Federal and local officials can again publicly vow to enhance security and
weed out the terrorists, but neither more troops nor more sophisticated weapons
will make Chechnya a safer place.
We know all too well that sheer military might and aggressive intelligence
often fail to interdict suicide bombers as is the case in Israel.
At this moment it remains unclear what drove the suicide trio in that
explosives-laden truck. They might have been trying to avenge relatives killed
by federal troops' indiscriminate or discriminate fire or maybe they wanted to
die for an independent Chechnya or both. Or they may have been members of an
international terrorist network as President Vladimir Putin implied when he said
the attack in Chechnya "bore the same imprint" as a series of suicide
attacks in Saudi Arabia on Monday night, which U.S. Secretary of State Colin
Powell quickly blamed on al-Qaida.
But it should become clear to the Kremlin and Chechnya's pro-Moscow
administration that Chechen warlords no longer find it difficult to find someone
motivated to die, as Monday's attack and the Dubrovka hostage crisis prove.

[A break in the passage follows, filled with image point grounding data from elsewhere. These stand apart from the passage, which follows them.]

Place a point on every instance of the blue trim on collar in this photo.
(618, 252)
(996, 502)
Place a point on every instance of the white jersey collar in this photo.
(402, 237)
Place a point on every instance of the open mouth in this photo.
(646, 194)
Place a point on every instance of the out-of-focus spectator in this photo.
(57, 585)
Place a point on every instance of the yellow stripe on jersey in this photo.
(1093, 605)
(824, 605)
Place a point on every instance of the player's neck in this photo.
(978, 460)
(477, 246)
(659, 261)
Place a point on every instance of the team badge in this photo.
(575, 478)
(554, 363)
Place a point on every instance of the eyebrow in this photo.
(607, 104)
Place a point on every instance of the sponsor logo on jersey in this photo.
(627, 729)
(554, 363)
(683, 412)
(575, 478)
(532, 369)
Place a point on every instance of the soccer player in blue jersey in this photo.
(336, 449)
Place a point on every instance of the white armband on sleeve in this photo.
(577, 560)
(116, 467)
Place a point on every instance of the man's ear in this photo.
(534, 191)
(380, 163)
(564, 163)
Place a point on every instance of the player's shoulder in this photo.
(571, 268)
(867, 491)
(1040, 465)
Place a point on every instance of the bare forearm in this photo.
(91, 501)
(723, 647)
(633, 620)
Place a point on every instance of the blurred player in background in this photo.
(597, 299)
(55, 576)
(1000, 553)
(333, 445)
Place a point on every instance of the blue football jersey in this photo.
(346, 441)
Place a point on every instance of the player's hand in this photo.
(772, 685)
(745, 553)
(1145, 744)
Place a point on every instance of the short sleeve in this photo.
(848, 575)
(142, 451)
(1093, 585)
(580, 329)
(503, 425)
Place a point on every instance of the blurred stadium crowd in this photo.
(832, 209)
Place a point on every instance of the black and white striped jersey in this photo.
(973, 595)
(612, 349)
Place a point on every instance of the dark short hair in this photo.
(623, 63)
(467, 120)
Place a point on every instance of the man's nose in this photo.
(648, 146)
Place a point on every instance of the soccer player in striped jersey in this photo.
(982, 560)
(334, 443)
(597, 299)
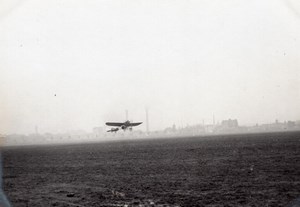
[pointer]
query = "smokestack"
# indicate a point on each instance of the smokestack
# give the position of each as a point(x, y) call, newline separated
point(126, 114)
point(147, 121)
point(36, 130)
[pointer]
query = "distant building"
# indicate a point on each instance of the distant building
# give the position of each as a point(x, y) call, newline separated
point(230, 123)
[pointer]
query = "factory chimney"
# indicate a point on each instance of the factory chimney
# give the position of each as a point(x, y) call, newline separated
point(147, 121)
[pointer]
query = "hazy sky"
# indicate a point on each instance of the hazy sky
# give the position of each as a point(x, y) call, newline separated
point(67, 64)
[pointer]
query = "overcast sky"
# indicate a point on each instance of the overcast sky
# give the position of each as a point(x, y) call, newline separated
point(70, 64)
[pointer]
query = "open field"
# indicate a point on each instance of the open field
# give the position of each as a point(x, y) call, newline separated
point(230, 170)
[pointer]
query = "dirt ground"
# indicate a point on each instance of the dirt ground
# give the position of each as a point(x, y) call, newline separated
point(230, 170)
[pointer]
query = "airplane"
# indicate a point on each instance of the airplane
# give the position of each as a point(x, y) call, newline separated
point(113, 129)
point(123, 125)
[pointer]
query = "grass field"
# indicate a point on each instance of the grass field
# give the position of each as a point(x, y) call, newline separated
point(230, 170)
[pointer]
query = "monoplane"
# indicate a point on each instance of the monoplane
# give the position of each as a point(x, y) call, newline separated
point(122, 125)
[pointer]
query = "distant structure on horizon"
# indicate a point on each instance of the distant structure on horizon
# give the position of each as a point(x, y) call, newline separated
point(147, 121)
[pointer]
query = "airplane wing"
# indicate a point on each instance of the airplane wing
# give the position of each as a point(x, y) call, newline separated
point(135, 124)
point(114, 124)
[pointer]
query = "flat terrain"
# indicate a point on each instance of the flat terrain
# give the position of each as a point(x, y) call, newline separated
point(230, 170)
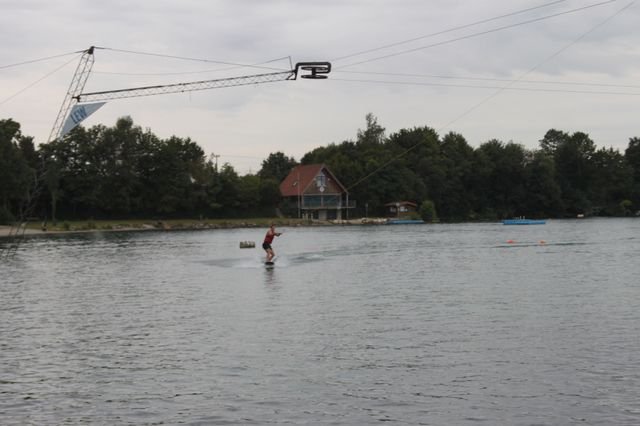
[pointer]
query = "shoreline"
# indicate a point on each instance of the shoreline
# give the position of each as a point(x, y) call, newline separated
point(7, 231)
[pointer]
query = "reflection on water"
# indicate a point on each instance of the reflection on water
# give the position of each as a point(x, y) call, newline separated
point(416, 324)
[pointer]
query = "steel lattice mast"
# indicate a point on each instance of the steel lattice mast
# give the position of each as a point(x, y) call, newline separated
point(75, 88)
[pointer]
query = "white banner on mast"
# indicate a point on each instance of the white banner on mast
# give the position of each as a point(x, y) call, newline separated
point(78, 113)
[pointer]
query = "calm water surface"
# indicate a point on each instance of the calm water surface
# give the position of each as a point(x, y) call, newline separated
point(410, 324)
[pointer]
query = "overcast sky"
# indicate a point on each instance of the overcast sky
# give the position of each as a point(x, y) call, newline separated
point(409, 62)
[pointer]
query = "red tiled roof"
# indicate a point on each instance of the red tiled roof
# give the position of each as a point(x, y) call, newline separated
point(303, 175)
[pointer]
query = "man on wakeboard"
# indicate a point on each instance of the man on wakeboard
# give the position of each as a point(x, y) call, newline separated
point(268, 239)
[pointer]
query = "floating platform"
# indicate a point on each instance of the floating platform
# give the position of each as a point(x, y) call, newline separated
point(524, 222)
point(404, 221)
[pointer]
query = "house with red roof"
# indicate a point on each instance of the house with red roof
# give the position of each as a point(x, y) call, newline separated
point(315, 193)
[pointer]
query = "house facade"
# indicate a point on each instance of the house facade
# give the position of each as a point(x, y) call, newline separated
point(314, 192)
point(400, 209)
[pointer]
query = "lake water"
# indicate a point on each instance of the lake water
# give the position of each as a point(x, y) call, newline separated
point(448, 324)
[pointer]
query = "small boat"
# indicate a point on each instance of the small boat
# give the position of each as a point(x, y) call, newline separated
point(523, 221)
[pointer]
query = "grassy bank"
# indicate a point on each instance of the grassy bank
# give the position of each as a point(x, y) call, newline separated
point(142, 224)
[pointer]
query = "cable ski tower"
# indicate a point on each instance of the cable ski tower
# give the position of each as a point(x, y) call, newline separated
point(78, 105)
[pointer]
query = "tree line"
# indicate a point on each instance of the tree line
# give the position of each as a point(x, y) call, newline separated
point(127, 172)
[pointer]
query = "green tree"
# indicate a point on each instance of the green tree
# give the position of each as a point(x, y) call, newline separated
point(632, 157)
point(612, 182)
point(16, 177)
point(277, 166)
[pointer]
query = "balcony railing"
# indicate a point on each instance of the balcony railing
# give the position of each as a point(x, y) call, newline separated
point(326, 202)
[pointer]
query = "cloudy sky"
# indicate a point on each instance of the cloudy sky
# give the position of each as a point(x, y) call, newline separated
point(507, 70)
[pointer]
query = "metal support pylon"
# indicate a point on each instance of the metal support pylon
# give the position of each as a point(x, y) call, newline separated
point(75, 89)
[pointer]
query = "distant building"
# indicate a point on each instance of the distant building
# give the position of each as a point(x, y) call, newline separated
point(313, 192)
point(400, 208)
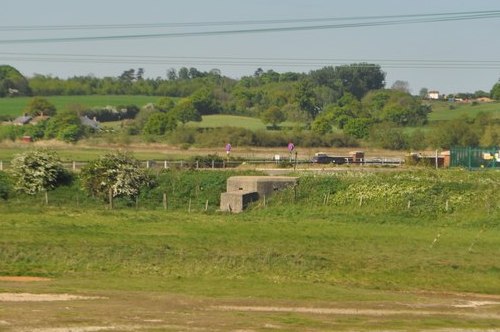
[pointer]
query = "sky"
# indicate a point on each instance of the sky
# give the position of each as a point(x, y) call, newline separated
point(453, 48)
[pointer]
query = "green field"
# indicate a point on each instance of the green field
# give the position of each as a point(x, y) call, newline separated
point(339, 252)
point(441, 111)
point(221, 120)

That this was the second major suicide bombing -- after the horrendous
explosion at the government premises in Grozny in December -- in which not
Russian troops but pro-Russian Chechen authorities were targeted speaks for
itself.
Monday's attack demonstrates a growing and violent schism in Chechen society,
where ethnic solidarity and fear of blood vendetta traditionally restrained
violence for centuries. Now this Chechen solidarity has fallen victim to
Moscow's imperial approach of divide and rule.
Putting an end to abuses of civilians by federal and local law enforcers and
negotiations with moderate Chechen warlords will help to tame the violence, but
it may be already too late to stop it.